MENU

SEARCH ENABLING SERENDIPITY

OCTOBER 30, 2015 Big Data

Our working memory can hold only 7 ± 2 chunks of information. When the number of chunks increases, we recode the information by breaking it into categories that each contains 7 ± 2 chunks. We also saw how in the case of data we prefer to use a hierarchical system of managing files in which the categories are represented as folders (a.k.a. directories). Recoding, in this case, consists in creating new subfolders, or as engineers call it, implementing an incrementally expandable pathname hierarchy.

As Immanuel Kant noted, categories are not natural or genetic entities, they are purely the product of acquired knowledge. One of the functions of the school system is to create a common cultural background, so people learn to categorize according to similar rules and understand each other’s classifications. For example, in the biology class we learn to organize botany according to the 1735 Systema Naturae compiled by Carl Linnaeus.

CATEGORIZATION CHANGES OVER TIME

As we know from Jean Piaget’s epistemological studies with children, there is assimilation when a child responds to a new event in a way that is consistent with an existing classification schema. There is accommodation when a child either modifies an existing schema or forms an entirely new schema to deal with a new object or event. Piaget conceived intellectual development as an upward expanding spiral in which children must constantly reconstruct the ideas formed at earlier levels with new, higher order concepts acquired at the next level.

Peaxy caters to engineers and their vital datasets.

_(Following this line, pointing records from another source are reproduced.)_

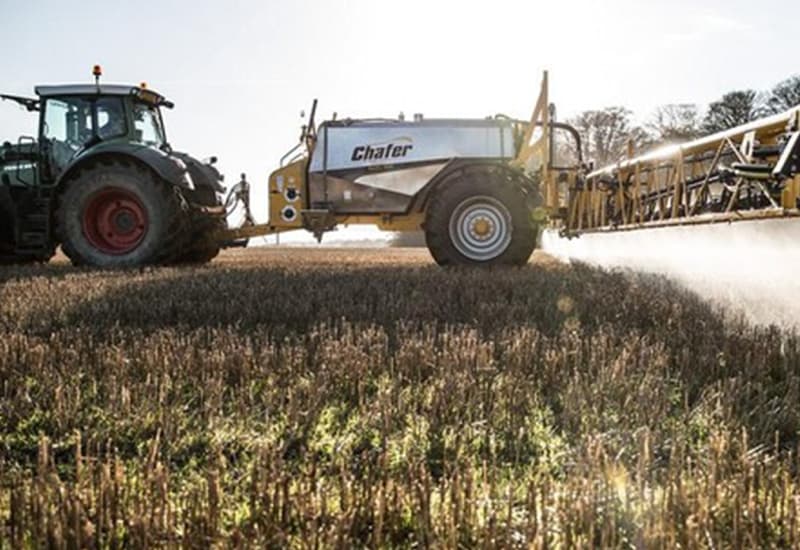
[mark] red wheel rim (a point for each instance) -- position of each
(114, 221)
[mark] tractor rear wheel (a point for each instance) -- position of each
(120, 215)
(480, 219)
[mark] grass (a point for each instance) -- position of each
(312, 398)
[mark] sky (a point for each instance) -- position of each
(241, 72)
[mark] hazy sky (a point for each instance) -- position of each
(241, 72)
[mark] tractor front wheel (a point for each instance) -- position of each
(120, 215)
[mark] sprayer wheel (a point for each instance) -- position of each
(480, 219)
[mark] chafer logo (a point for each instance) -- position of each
(395, 149)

In a successful organization, the engineers continuously assimilate new science and technology. To cope with the increasing cognitive load, their classification schemata are in a state of periodic accommodation. For business reasons, accommodation is not applied to artifacts produced in the past: it is not commercially meaningful to recode bygone projects.

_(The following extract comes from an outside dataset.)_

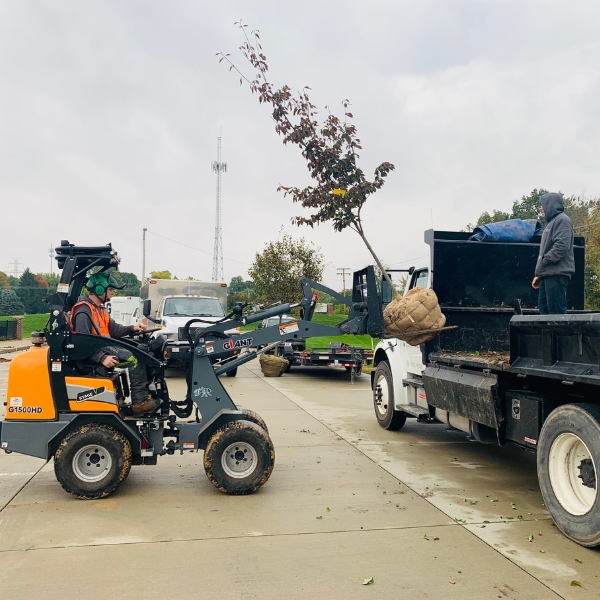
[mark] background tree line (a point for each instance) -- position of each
(585, 214)
(25, 294)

SEARCH TRANSCENDS CATEGORIES

In enterprise, it is common to need access to the design documentation for devices that were created long ago. How can we find a file that had been classified according to a schema we can no longer remember in sufficient detail?

Fortunately, computers are good at processing vast amounts of data. It is easy to index the contents of every file. When we are looking for a design from an old project we can then just describe it with a few keywords and then look them up in an index. A popular incarnation of such an information retrieval system is Solr, which is based on the Lucene indexing engine. This technology was created for building the various search engines that allow us to retrieve information from the World Wide Web.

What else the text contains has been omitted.